It’s Pop Culture Without Being Preachy

I know how this sounds. I am literally talking about a devotional meant to convey Biblical values. Isn’t “preaching” part of the deal? Not at all. There is no shaming or patronizing talking down to the readers. No forcing of beliefs, just teaching them. There isn’t any indication there was any Biblical message intended in these stories, just using the universal values of anime and manga to share a different way of looking at the Christian faith.

I’ll use my own contribution as an example inspired by the anime Cowboy Bebop, a gritty space western that wasn’t intended in any way to be a Christian series. It does, however, exhibit values Christians and people of all faiths can understand: friendship, courage, and in the case of the dog Ein towards his young friend, Radical Ed, unconditional love and loyalty. At one point in the series, Ed has a long, lonely journey she is about to embark on and gives Ein the choice to not follow. He chooses to stay with her, wherever she goes.

“God will always choose to remain with us, only not as our eager loyal follower.

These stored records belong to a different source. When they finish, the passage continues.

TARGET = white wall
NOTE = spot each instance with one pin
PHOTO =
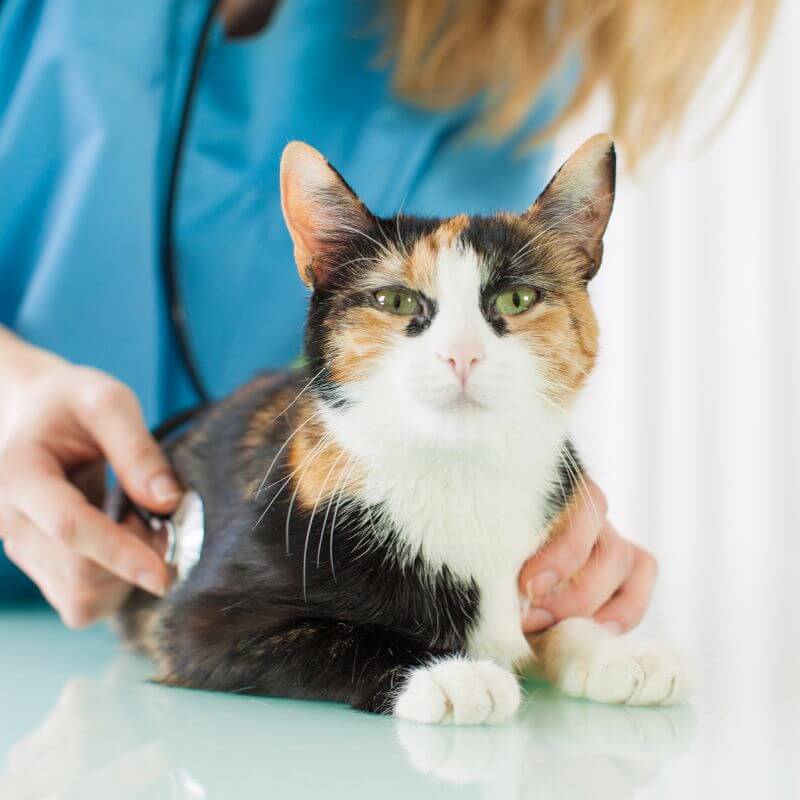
(692, 420)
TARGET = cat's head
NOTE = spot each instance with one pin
(449, 327)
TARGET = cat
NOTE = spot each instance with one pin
(366, 517)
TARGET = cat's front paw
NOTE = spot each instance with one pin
(620, 671)
(459, 691)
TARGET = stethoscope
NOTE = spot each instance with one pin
(184, 529)
(169, 257)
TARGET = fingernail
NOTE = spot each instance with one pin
(541, 584)
(150, 582)
(536, 619)
(165, 489)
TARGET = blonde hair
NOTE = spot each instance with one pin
(649, 54)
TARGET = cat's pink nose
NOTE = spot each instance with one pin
(463, 359)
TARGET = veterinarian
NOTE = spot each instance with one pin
(144, 263)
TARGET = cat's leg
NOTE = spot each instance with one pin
(329, 660)
(459, 690)
(585, 660)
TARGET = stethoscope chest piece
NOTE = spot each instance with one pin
(185, 531)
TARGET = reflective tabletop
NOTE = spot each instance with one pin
(81, 720)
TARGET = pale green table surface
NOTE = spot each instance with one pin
(78, 719)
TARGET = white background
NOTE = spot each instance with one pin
(691, 423)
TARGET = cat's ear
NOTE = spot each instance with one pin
(320, 210)
(578, 200)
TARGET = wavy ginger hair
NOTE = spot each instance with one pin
(650, 55)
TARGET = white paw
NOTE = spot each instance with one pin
(459, 691)
(618, 671)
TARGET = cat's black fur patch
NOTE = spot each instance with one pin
(250, 618)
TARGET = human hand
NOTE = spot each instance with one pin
(56, 420)
(587, 570)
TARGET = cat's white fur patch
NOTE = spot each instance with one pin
(460, 691)
(613, 669)
(464, 488)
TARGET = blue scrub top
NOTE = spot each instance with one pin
(90, 97)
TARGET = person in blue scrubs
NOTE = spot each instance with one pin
(91, 97)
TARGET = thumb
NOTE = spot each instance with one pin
(112, 415)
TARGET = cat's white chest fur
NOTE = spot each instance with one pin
(480, 514)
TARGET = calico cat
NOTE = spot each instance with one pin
(366, 517)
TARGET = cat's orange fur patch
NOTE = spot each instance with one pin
(320, 467)
(359, 340)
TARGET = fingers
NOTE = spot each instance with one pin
(627, 607)
(40, 492)
(80, 591)
(111, 413)
(589, 589)
(570, 547)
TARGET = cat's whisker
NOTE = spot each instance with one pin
(577, 475)
(311, 520)
(330, 505)
(314, 454)
(302, 425)
(294, 472)
(336, 514)
(297, 397)
(285, 481)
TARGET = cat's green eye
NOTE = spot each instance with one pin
(515, 300)
(398, 301)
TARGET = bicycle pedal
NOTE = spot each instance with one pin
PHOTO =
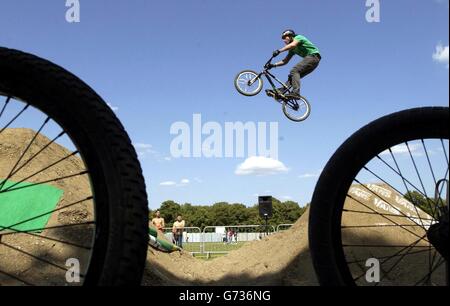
(270, 93)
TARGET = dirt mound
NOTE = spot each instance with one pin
(27, 256)
(284, 258)
(279, 259)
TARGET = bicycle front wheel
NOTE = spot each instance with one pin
(248, 83)
(379, 203)
(73, 207)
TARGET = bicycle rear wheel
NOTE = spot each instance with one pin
(297, 110)
(375, 204)
(73, 206)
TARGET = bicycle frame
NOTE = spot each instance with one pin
(269, 76)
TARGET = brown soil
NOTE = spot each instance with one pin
(279, 259)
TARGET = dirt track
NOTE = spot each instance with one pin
(280, 259)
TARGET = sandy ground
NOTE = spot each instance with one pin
(279, 259)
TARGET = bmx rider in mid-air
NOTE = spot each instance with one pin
(300, 45)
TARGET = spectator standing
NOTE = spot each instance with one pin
(177, 230)
(158, 222)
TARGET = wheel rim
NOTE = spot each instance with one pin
(51, 241)
(242, 83)
(387, 215)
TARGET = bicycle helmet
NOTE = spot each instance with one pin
(288, 32)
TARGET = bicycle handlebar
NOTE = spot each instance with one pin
(266, 66)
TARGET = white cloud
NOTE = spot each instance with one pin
(310, 175)
(114, 108)
(259, 165)
(182, 183)
(144, 149)
(441, 54)
(168, 183)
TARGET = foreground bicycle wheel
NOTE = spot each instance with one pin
(379, 213)
(73, 205)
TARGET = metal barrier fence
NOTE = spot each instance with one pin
(192, 238)
(220, 240)
(223, 239)
(283, 227)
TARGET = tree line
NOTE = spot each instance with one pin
(224, 213)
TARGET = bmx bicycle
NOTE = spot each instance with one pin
(382, 202)
(250, 83)
(73, 203)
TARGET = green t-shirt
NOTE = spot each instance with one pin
(305, 47)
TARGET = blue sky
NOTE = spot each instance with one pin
(159, 62)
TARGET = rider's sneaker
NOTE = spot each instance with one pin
(293, 95)
(281, 90)
(270, 93)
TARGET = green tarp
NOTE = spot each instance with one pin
(25, 202)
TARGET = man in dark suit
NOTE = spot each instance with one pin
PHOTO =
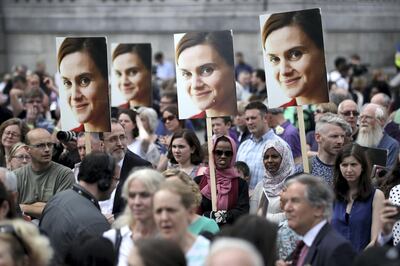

He will stay with us as our steadfast leader, our loyal companion and our loving Father.”

This is what this book feels like; a companion to one’s journey in faith.

It’s the Result of Dreams and Hard Work

When authors and manga and anime lovers (otakus) Laura A. Grace and Moriah Jane first felt the need for there to be a compilation of Christian devotionals using their passion for anime as a base, there may have been some doubt if there was a readership for this lofty idea. Yet, they gathered enough like-minded writers to put together the first volume. And, it was received with much well-deserved praise. So much so, this new follow-up version received many more interested contributors, and even more avid to read and learn from the contents. The contributors range from seasoned writers to those newer to the craft. Some are young singles and some are parents of the next generation of otakus. All of them share a love for the creative and vast world of anime, and for their devotion to Christ.

In the past couple of years, there have been many articles about how manga and anime are gaining popularity on other comic book, graphic novel and science fiction and fantasy franchises. One of these reasons is the well-crafted storytelling lined with universal values of life, love and friendship.

If you read this Second Volume of Finding God in Anime, it is easy to see why.